Documentation and institutional data endure. AI-assisted growth usually means much less time spent within the codebase. Builders perceive options at a purposeful degree however could not hint the safety implications. That data hole compounds—six months later, no one fairly remembers why a selected API endpoint exists or what knowledge it will possibly entry.
Handbook processes can’t hold tempo. When growth velocity will increase 5-10x, all the things downstream breaks. Safety critiques, structure approvals, asset documentation, assault floor monitoring—any course of that depends on people preserving tempo with growth is now completely behind. Our survey discovered “maintaining with speedy growth velocity and AI-generated code” was the primary problem cited by AppSec stakeholders.
The Dangerous
The danger isn’t the code—it’s the boldness. The actual hazard isn’t that AI writes weak code (although it will possibly). It’s that organizations ship sooner whereas understanding much less about what they’re delivery. Exams go, code critiques approve, options deploy—however the safety workforce’s psychological mannequin of the appliance diverges farther from actuality with every AI-assisted dash.

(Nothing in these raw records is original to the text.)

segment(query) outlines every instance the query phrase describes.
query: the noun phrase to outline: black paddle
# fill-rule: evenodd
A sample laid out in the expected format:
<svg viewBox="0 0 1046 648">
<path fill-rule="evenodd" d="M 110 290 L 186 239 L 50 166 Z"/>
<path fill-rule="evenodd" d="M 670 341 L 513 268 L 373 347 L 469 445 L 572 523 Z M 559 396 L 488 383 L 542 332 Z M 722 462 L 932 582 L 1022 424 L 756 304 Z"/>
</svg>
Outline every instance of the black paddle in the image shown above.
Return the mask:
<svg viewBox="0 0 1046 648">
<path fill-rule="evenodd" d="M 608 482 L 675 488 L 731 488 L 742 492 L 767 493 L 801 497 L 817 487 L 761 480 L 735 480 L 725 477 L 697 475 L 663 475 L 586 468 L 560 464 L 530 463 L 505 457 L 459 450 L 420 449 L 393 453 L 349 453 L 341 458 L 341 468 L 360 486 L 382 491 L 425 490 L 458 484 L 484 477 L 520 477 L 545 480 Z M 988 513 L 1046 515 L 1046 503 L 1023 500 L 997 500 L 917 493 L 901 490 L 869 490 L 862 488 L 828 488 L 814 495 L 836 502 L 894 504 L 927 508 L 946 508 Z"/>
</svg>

Shadow functions multiply sooner than ever. That weekend proof-of-concept an engineer spun up “simply to check one thing”? AI assistants make it trivially straightforward to construct, which implies trivially straightforward to neglect. Our survey discovered solely 30% of AppSec stakeholders are “very assured” they know 90%+ of their assault floor. AI-assisted growth makes that quantity worse, not higher.
Safety groups are triaging, not securing. When code quantity will increase however AppSec headcount doesn’t, one thing has to provide. Our knowledge reveals 50% of AppSec groups spend 40% or extra of their time simply triaging and prioritizing findings—figuring out what’s actual earlier than they’ll handle what issues. That ratio was already unsustainable. AI growth velocity breaks it fully.

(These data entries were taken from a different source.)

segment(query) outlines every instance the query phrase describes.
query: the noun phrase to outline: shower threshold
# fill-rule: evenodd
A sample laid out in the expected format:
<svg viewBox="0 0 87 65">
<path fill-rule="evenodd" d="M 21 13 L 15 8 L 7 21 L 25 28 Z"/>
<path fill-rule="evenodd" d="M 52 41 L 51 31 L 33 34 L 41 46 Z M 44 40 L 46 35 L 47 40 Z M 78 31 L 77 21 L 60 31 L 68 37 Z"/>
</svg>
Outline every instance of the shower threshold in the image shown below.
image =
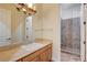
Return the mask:
<svg viewBox="0 0 87 65">
<path fill-rule="evenodd" d="M 65 53 L 68 53 L 68 54 L 80 56 L 79 51 L 72 51 L 72 48 L 62 48 L 61 51 L 65 52 Z"/>
</svg>

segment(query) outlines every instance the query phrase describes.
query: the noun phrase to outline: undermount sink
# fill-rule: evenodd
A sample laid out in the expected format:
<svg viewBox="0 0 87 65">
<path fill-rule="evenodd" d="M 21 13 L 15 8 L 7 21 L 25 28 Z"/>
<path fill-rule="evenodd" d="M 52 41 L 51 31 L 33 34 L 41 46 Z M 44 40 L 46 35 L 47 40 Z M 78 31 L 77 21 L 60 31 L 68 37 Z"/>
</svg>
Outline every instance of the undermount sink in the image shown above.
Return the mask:
<svg viewBox="0 0 87 65">
<path fill-rule="evenodd" d="M 44 45 L 40 43 L 31 43 L 31 44 L 23 45 L 22 48 L 25 51 L 33 51 L 33 50 L 41 48 Z"/>
</svg>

What This Means for Safety Leaders
The organizations getting this proper aren’t making an attempt to decelerate AI adoption—that ship has sailed. They’re adapting their safety applications for a world the place:
- Visibility is foundational. You’ll be able to’t safe what you don’t know exists. Automated assault floor discovery from supply code isn’t a nice-to-have when builders ship sooner than documentation can observe.
- Runtime validation issues greater than ever. When builders have much less context concerning the code they’re delivery, you want testing that validates how functions truly behave—not simply how code seems to be statically.
- Intelligence beats quantity. The reply to 5x extra code isn’t 5x extra findings to triage. It’s smarter prioritization that connects vulnerabilities to enterprise danger, so finite AppSec assets give attention to what truly issues.
AI coding assistants aren’t going away. The productiveness advantages are too vital, and the adoption curve is already behind us. The query isn’t whether or not to embrace them—it’s whether or not your safety program is constructed for the world they’ve created.